| A few other
TLUG members also expressed interest, and on Friday, February 3rd, we
found ourselves standing in front of the Roppongi Hills tower in...
er... Roppongi. The four of us walked through the base of the
tower complex and up to the Laurel Room. We were a little early,
but by and by The Man came - Mark Shuttleworth, a man with an
interesting story. You've probably
already heard it though, so I'll keep it brief:
The Ubuntu story
is quite an interesting one - a classic case of what Linus would call
"standing on the shoulders of giants". In brief, you have Mark
Shuttleworth, who founded Thawte Consulting in 1995 (while still
in college), a company that produced a full-security e-commerce web
server which enabled encrypted and authenticated translations via the
Internet. This was acquired in 1999 by VeriSign for hundreds of
millions of dollars. What next? But of course! The
space station via a Russian rocket, and then back to earth with forward
looking dreams and actions, including, but not limited to, Ubuntu
Linux, HBD Venture Capital, The Shuttleworth Foundation, etc. (look on
the Internet for further details).
Truth be told, I
was busy before the meeting and didn't look things up about
Ubuntu. Actually, I spent the time that I might have done that using Ubuntu and Kubuntu - so I
stupidly stumbled into the meeting expecting the founder to be a
Silicon Valley California man. Wrong. He's from South
Africa, although he's currently living in London, and he's far more
polished than I was expecting, but then I'm a writer and photographer
first and second, computer user third, and politician 57th, so when -
early in the meeting - Shuttleworth turned to me and asked:
"Perhaps
I could ask a question of you as somebody who watches the industry -
how would you characterize free software in Japan today?"
I wasn't
prepared for it. I had been expecting to be just an observer for
most of it and to work up to asking some questions of my own, so I
weakly replied:
"Well,
I'm not an expert actually - I mean, I use Linux on the desktop myself,
and I'm very interested in promoting Linux and that sort of thing, but
I'm actually not specifically focused on technology. I've been
doing a lot of more general kind of issues about Japan... and about
travel to the Boso Peninsula and that sort of thing. So I'm
actually not an expert at all, but I'm a user of Linux and I want to do
anything I can to promote it, , so I'm sort of a crusading anti-Microsoft
person - I really hate Microsoft."
Oops... wrong
thing to say! After that was translated into Japanese for those
in the room not up to speed in English, I continued:
"And...
and also...."
But alas! Too late! Shuttleworth responded:
"There
is a danger in the fact that many of the people who are passionate
about Linux, are really passionate about their opposition to the status
quo... because the question arises - when the status quo changes, what
will bind us together. And, ah... So I think my focus is
very much on promotion of what is good about this software."
For the record,
I don't care what the status quo is - or rather, I would be happiest if
the status quo were something worthwhile - then I would be
anti-nothing! In any case, from there the conversation headed off
into other directions, including discussions of how much awareness
there is of free software in Japan, technical details about Ubuntu
5.10, etc. I realized once past my fumbling of Shuttleworth's
question (If I had known that I was going to be asked something like
that, I could have put together something more intelligible to say...),
that the wavelength of Shuttleworth and the man most into programming
were remarkably similar....
In any case, let's have a look at some highlights from the meeting.

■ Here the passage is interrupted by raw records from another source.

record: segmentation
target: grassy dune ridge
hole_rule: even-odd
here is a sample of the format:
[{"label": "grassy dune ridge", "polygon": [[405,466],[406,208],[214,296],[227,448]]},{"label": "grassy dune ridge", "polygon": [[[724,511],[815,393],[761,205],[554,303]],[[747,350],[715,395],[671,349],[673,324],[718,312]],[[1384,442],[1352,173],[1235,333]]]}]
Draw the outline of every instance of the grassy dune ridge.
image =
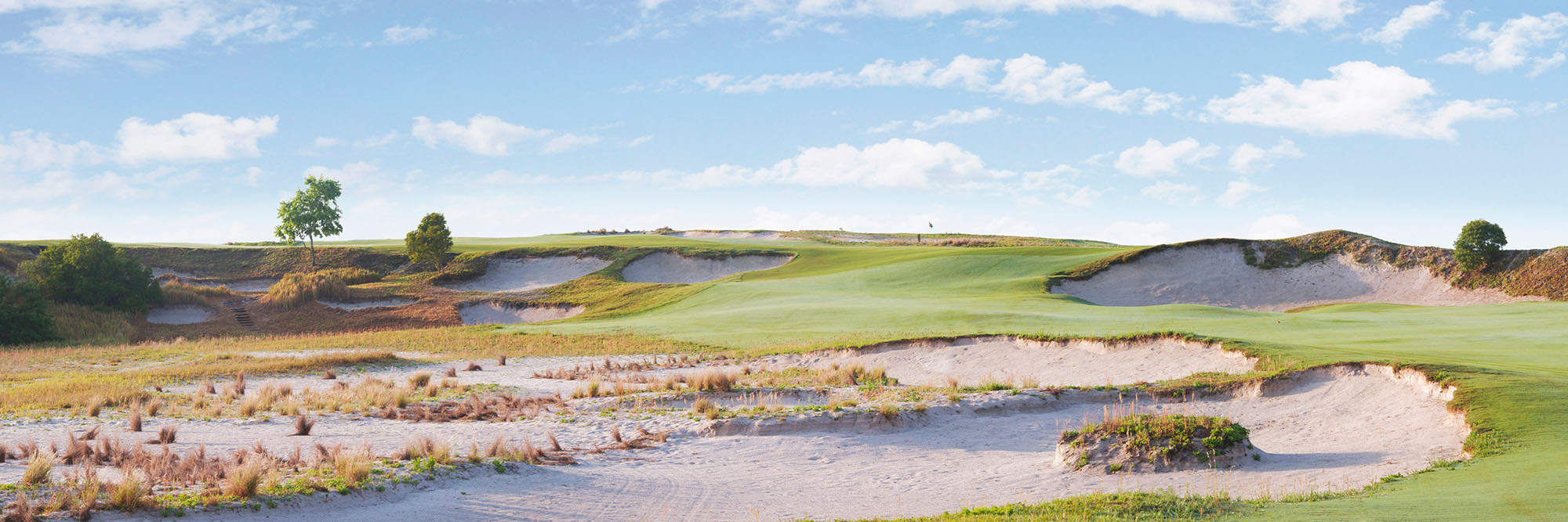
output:
[{"label": "grassy dune ridge", "polygon": [[[390,242],[339,242],[389,250]],[[1389,478],[1364,491],[1240,502],[1162,494],[1085,495],[933,517],[1033,519],[1551,519],[1568,511],[1568,303],[1482,306],[1331,305],[1281,314],[1198,305],[1093,306],[1044,291],[1047,278],[1131,247],[914,247],[822,242],[698,241],[668,236],[459,239],[461,252],[503,248],[702,248],[795,253],[784,267],[704,284],[618,281],[613,269],[549,291],[560,302],[596,300],[615,313],[514,327],[358,334],[207,339],[185,344],[0,352],[0,394],[72,370],[251,350],[430,350],[439,355],[568,355],[720,350],[803,352],[903,338],[1021,333],[1124,336],[1181,331],[1226,339],[1275,369],[1333,363],[1417,367],[1460,386],[1454,408],[1475,427],[1474,459]],[[376,283],[405,284],[398,281]],[[113,363],[111,361],[118,361]],[[140,363],[138,363],[140,361]],[[114,377],[121,378],[121,377]],[[1185,383],[1171,383],[1185,384]],[[0,399],[3,400],[3,399]]]}]

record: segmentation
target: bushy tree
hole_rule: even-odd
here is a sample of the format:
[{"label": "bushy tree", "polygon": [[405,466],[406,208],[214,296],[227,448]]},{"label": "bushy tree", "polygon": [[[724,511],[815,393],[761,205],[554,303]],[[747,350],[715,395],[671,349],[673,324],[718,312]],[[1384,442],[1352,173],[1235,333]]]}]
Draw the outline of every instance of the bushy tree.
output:
[{"label": "bushy tree", "polygon": [[309,177],[304,180],[304,191],[295,191],[295,197],[278,203],[278,219],[282,220],[273,234],[282,241],[307,239],[310,242],[310,266],[315,266],[315,238],[331,238],[343,233],[343,211],[337,208],[337,197],[343,195],[343,188],[334,180]]},{"label": "bushy tree", "polygon": [[0,275],[0,345],[55,339],[55,319],[38,288]]},{"label": "bushy tree", "polygon": [[433,261],[439,269],[447,259],[447,250],[452,250],[452,230],[447,230],[447,216],[425,214],[425,219],[419,220],[419,228],[403,238],[403,244],[408,247],[409,261],[414,264]]},{"label": "bushy tree", "polygon": [[1460,269],[1474,270],[1488,263],[1497,261],[1497,252],[1508,244],[1508,236],[1488,220],[1472,220],[1460,230],[1460,238],[1454,241],[1454,261]]},{"label": "bushy tree", "polygon": [[56,302],[141,311],[163,300],[152,270],[99,234],[75,234],[44,248],[24,272]]}]

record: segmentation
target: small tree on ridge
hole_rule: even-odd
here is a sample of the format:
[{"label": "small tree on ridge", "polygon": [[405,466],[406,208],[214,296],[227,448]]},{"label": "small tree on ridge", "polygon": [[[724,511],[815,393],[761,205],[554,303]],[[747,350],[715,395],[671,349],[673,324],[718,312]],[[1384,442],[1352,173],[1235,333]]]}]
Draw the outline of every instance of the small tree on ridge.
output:
[{"label": "small tree on ridge", "polygon": [[452,230],[447,230],[447,216],[425,214],[425,219],[419,220],[419,228],[403,238],[403,245],[408,247],[409,263],[433,261],[439,269],[447,259],[447,250],[452,250]]},{"label": "small tree on ridge", "polygon": [[1460,238],[1454,241],[1454,261],[1460,269],[1474,270],[1497,261],[1497,252],[1507,244],[1508,236],[1502,233],[1502,227],[1477,219],[1465,223]]},{"label": "small tree on ridge", "polygon": [[282,225],[273,234],[282,241],[307,239],[310,242],[310,266],[315,267],[315,238],[329,238],[343,233],[343,211],[337,208],[337,197],[343,195],[343,188],[334,180],[323,177],[304,178],[304,191],[295,191],[292,200],[278,203],[278,219]]}]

When asked about Ubuntu's stance regarding Debian, Shuttleworth
responded:
"We are in perfect agreement with
Debian in some areas, for example, we will not put any proprietary
applications, or any non-free applications in the default set of
applications that will be installed in any default Ubuntu system. Where we
differ quite substantially from Debian is that we acknowledge the
pragmatic need to work with vendors who are not yet ready to release
the source code of their drivers. And... so while we lobby and
encourage those vendors to make their source code freely available, we
do include in the default Ubuntu many proprietary drivers - for video
cards, for storage, infrastructure, for wireless network cards, and so
on. Our rational
for that is that we believe it is more important to get free software
up and running on as many different desktops as possible.And so
we recognize Debian's position as being valuable and important, but
also recognize that it's useful for us to be able to make that
compromise, and insure that people's installation experience is a
successful and happy one."
After this the issue of whether to focus on desktop users or the server
came up, and a local network administrator commented on that issue, and
brought up something possibly peculiar to the Japanese market:
LNA-A: "Most people in Japan using
Linux, are using it on servers. On the desktop side, my
impression is that it really isn't happening in Japan - I think there
is an image problem too, um... it looks like a cheap system to most
people..."
Shuttleworth:"The costs are not
that high by comparison with salaries... in Japan, compared to some of
the other countries that we've been. We've observed a very clear
correlation between income levels and a willingness to consider
alternatives to..."
LNA-A: "I think though, you've also
got the big image sort of thing - it looks like a cheap alternative, so
that people - you know - um... people will spend more, because they
think they're getting more."
Shuttleworth: "Interesting... so
what's needed is desktop labeling basically."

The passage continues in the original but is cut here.